Perniagaan Yang Tidak Akan Merugi

Perniagaan Yang Tidak Akan Merugi 

Semua manusia sepakat, meskipun secara tidak tertulis, bahwa target mereka dalam setiap usaha yang mereka lakukan adalah meraih kesuksesan, mendapat untung dan terhindar dari kerugiaan.

Ironisnya, kebanyakan manusia hanya menerapkan hal ini dalam usaha dan urusan yang bersifat duniawi belaka, sedangkan untuk urusan akhirat mereka hanya merasa cukup dengan ‘hasil’ yang pas-pasan dan seadanya. Ini merupakan refleksi dari kuatnya dominasi hawa nafsu dan kecintaan terhadapa dunia dalam diri mereka.

Allah Subhanahu wa Ta’ala mengisyaratkan keadaan mayoritas manusia ini dalam firman-Nya,

يَعْلَمُونَ ظَاهِرًا مِنَ الْحَيَاةِ الدُّنْيَا وَهُمْ عَنِ الآخِرَةِ هُمْ غَافِلُونَ

Mereka hanya mengetahui yang lahir (nampak) dari kehidupan dunia; sedang mereka tentang (kehidupan) akhirat adalah lalai.” (QS. ar-Ruum: 7).

Imam Ibnu Katsir berkata, “Arti (ayat ini): mayoritas manusia tidak memiliki ilmu pengetahuan kecuali dalam (perkara-perkara yang berkaitan dengan) dunia, keuntungan-keuntungannya, urusan-urusan dan semua hal yang berhubungan dengannya. Mereka sangat mahir dan pandai dalam usaha meraih (keberhasilan) dan cara-cara mengusahakan keuntungan duniawi, sedangkan untuk kemanfaatan (keberuntungan) di negeri akhirat mereka lalai (dan tidak paham sama sekali), seolah-seolah mereka seperti orang bodoh yang tidak punya akal dan pikiran (sama sekali).” (Kitab Tafsir Ibnu Katsir, 3/560).

Perniagaan Akhirat

Allah Subhanahu wa Ta’ala menamakan amalan-amalan shalih, lahir dan batin, yang disyariatkan-Nya untuk mencapai keridhaan-Nya dan meraih balasan kebaikan yang kekal di akhirat nanti sebagai “tijaarah” (perniagaan) dalam banyak ayat al-Qur’an.

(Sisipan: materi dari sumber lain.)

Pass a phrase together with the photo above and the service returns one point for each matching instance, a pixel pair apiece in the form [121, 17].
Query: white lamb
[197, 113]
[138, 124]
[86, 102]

Ini menunjukkan bahwa orang yang menyibukkan diri dengan hal tersebut berarti dia telah melakukan ‘perniagaan’ bersama Allah Ta’ala, sebagaimana orang yang mengambil bagian terbesar dari perniagaan tersebut maka dialah yang paling berpeluang mendapatkan keuntungan yang besar.

Allah ‘Azza wa Jalla berfirman,

يَا أَيُّهَا الَّذِينَ آَمَنُوا هَلْ أَدُلُّكُمْ عَلَى تِجَارَةٍ تُنْجِيكُمْ مِنْ عَذَابٍ أَلِيمٍ. تُؤْمِنُونَ بِاللَّهِ وَرَسُولِهِ وَتُجَاهِدُونَ فِي سَبِيلِ اللَّهِ بِأَمْوَالِكُمْ وَأَنْفُسِكُمْ ذَلِكُمْ خَيْرٌ لَكُمْ إِنْ كُنْتُمْ تَعْلَمُونَ. يَغْفِرْ لَكُمْ ذُنُوبَكُمْ وَيُدْخِلْكُمْ جَنَّاتٍ تَجْرِي مِنْ تَحْتِهَا الْأَنْهَارُ وَمَسَاكِنَ طَيِّبَةً فِي جَنَّاتِ عَدْنٍ ذَلِكَ الْفَوْزُ الْعَظِيمُ

Hai orang-orang yang beriman, sukakah kamu Aku tunjukkan suatu perniagaan yang dapat menyelamatkan kamu dari azab yang pedih? (yaitu) kamu beriman kepada Allah dan Rasul-Nya dan berjihad di jalan-Nya dengan harta dan jiwamu, itulah yang lebih baik bagimu jika kamu mengetahuinya. Niscaya Allah akan mengampuni dosa-dosamu dan memasukkan kamu ke dalam surga yang mengalir di bawahnya sungai-sungai, dan (memasukkan kamu) ke tempat tinggal yang baik di surga ‘Adn. Itulah keberuntungan yang besar.” (QS. ash-Shaff: 10-12).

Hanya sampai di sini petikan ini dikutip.